The first step entails to shear the fibre or cut the fleece, respecting the shearing cycles of the alpacas and being grateful for what nature gives us. After shearing, we select the best parts of the fleece and obtain the thread through a handmade process in which the fibre, passed little by little between the fingers of one hand, is wound around the spindle (q. P’ushka), a tool whose use has been widespread in Peru since pre-Inca cultures. We dye using plants or animal dyes: cochineal to obtain the reds (traditional colour of the district of Pitumarca), Kiko flowers for the yellows and chill’ka for the greens.
In order to give the yarn the strength needed to be manipulated it with the traditional weaving techniques, we twist two threads with the spindle before proceeding to use them to assemble the loom. It is possible to carry out both the spinning and twisting processes with a clockwise or counterclockwise direction of rotation (q. lloq’e). Among Quechua artisans, it is believed that not only the left-hand spinning is finer and more resistant, but also that the weaving obtained can provide a special protection to whoever wears it, protecting her or him from the wind, from curses or witchcraft; bringing prosperity.
My speciality is weaving with a backstrap loom or horizontal four-stake loom – traditional tools that have been used in Peru for more than a millennium and are part of the cultural heritage of our Quechua community.
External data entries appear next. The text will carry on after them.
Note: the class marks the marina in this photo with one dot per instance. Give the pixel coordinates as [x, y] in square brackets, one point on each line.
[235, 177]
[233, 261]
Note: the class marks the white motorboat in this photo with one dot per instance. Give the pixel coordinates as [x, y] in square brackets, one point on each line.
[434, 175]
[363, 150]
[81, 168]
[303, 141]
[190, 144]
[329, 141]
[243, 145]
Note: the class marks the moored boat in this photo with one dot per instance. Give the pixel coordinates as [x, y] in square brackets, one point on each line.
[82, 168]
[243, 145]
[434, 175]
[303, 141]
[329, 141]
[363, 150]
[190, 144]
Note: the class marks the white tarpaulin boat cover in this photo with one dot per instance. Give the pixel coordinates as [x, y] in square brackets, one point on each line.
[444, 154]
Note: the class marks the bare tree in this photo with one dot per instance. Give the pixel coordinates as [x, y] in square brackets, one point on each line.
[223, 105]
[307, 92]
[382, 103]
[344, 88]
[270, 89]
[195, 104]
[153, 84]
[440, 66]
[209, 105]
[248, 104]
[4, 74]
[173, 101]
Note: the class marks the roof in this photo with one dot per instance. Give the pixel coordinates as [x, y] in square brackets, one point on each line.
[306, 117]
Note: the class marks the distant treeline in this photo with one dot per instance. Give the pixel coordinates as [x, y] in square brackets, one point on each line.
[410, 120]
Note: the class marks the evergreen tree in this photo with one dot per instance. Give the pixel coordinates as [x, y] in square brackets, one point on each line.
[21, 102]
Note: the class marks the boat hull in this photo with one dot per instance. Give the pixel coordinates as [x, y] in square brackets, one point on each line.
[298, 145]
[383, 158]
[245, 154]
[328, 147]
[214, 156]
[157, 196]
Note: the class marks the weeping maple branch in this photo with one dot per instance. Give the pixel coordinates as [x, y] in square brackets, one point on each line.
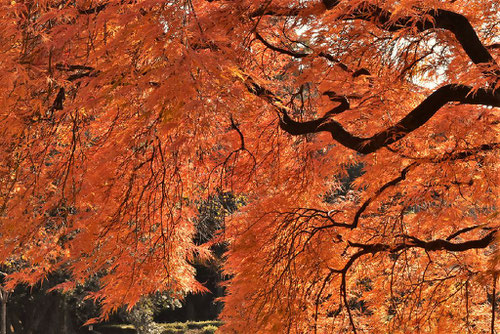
[457, 24]
[413, 242]
[412, 121]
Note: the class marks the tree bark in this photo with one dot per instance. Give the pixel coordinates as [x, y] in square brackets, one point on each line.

I weave the warp by counting the threads according to the colours and designs to be reproduced. With the backstrap loom, I weave by tying one end to a tree and securing the other around my waist. Flat-weaving requires a lot of concentration. To achieve a quality textile you have to be persistent, precise and weave finely.
Another traditional technique common in our area is knitting with five double pointed needles. It is used to knit in a circular way, distributing the stitches between four of the needles and using the fifth one to knit. We use the 5 needles technique especially for knitting chullos, the hats with earflaps typical of our areas.
In recent years, pedal looms have also become part of my workshop, as my sons are specialising in this technique. With the pedal loom, they weave pieces to be used for creating as accessories and larger textiles.